The first story, “Perfection,” hurls readers into that perplexity. One technique that Kemick makes great use of is matching scenarios. The grandfather of the narrator’s girlfriend was a hangman for the Nuremberg executions; his mantra is “This world . . .  is not fit for man or beast.” The beasts in question are racing dogs. The grandfather is obsessed with them. So is the granddaughter who starts to sabotage one of the dogs because “The perfect season, the perfect career. The perfect dog. It cannot happen.” She has adopted religious beliefs that teach is perfection is achieved, “heaven will cease to exist.” The story compares the faultiness of the Nuremberg gallows and the will to win of a dog named “God Speed.”

 When a collection starts with such an amazing story, expectations are built. And Kemick continues to deliver. The problems plaguing young people and their search for meaning in life are common in several stories. In “Gravity,” a teenage couple are expecting a baby. They are utterly clueless about what that means for their lives. The future father, Danny, is more invested in hanging out with his friends and doing drugs although he does acknowledge things will change. His current activity is defacing election billboards and posters for the incumbent, Woodside. Kemick’s sly humour comes through clearly, “Forty-eight hours before the polls opened, our town newsletter broke that Gibbs was cheating on his wife with Olivia who runs Olivia and Paul’s Outdoor Paintball. It was the biggest story the newsletter ran since Sandra Schmirler came in ’95 to cut the ribbon for the rink.” Bad decisions are not confined to the young.

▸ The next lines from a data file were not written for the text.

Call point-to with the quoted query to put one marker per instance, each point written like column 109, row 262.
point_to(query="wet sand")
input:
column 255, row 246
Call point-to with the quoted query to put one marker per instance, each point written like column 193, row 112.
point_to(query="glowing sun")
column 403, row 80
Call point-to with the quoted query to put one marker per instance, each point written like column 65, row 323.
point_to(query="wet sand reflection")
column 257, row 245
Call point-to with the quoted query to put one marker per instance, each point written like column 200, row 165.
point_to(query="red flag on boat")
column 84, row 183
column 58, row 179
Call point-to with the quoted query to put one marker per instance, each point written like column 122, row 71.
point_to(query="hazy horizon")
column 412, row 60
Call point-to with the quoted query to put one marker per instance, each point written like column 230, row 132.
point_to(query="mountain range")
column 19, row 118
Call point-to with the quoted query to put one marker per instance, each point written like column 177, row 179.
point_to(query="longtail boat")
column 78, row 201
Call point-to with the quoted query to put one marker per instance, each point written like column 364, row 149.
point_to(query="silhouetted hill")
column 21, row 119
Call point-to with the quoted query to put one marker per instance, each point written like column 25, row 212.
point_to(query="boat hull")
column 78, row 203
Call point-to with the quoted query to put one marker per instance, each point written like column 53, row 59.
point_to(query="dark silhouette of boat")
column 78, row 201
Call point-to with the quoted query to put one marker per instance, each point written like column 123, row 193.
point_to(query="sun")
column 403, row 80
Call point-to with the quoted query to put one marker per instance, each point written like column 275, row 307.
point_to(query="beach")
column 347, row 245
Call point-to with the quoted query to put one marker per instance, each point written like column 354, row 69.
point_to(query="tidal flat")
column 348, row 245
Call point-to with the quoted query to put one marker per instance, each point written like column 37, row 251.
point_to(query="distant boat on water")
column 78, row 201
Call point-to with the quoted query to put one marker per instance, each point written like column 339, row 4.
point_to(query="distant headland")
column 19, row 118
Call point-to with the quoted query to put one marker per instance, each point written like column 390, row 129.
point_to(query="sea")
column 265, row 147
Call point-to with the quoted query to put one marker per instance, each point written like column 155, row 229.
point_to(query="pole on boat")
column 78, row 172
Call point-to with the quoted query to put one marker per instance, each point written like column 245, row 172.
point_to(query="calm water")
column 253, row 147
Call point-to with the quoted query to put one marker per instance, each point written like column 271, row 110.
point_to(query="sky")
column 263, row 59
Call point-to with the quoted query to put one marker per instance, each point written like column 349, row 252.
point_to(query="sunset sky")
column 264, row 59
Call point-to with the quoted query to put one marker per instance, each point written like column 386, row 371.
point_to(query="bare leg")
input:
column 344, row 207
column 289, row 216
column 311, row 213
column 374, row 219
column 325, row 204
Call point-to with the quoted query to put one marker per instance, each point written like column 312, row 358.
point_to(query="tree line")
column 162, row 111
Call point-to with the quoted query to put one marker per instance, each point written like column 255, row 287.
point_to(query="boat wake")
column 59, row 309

 A laugh out loud story is “Sea Change,” in which the “British Columbia Teachers’ Union Pedagogical Conference” is taking place at a resort in Cuba. Anyone with even a faint passing acquaintance with so-called educational conferences will guffaw at the topics offered. The previous conference had simultaneous sessions that resulted in a PR nightmare when “Gamifying Your Classroom (sponsored by Ubisoft) was scheduled at the same time as Decolonizing the Report Card,” and to the surprise of no one paying attention, everyone went for the games. This year there are no simultaneous submissions which means that most people go to one and then head for the bar. Against the scheduling, two teachers contemplate having an affair.

 Kemick deploys his meta-fictional chops in “The Unitarian Church’s Annual Young Writer’s Short Story Competition.” Dogs feature in this story as well, and they are obviously important to the author, whose photo online includes a beautiful dog. The narrator/writer is seven months pregnant, and her mother died two weeks ago. She decides to write about a dog breeder named Michelle, who “breeds Great Danes crossed with some sort of Himalayan hound. They stand as tall as young horses and have sagging jowls; their paws are large and round as human skulls. But Michelle also breeds rumours.” The story within the story shows the skill of the girl, likely Janny from “Gravity” as she refers to a fellow student who appears in the title story, “Hello, Horse.”

And just when I thought Kemick had reached the ends of his fictional world, he dazzled again with “Satellite,” a post-apocalyptic story that features children and hockey-playing nuns. Like many of the stories, violence, loss, and heartbreak play a huge role. Friendship is also critical, but it has limits and can be destroyed.

Hello, Horse is remarkable in its diversity and sheer word deployment. Lovers of the short story should get their hand on this collection as soon as possible. Don’t look for a pretty picture of the world. Look for a troubled and real view of human foibles and a mastery of language.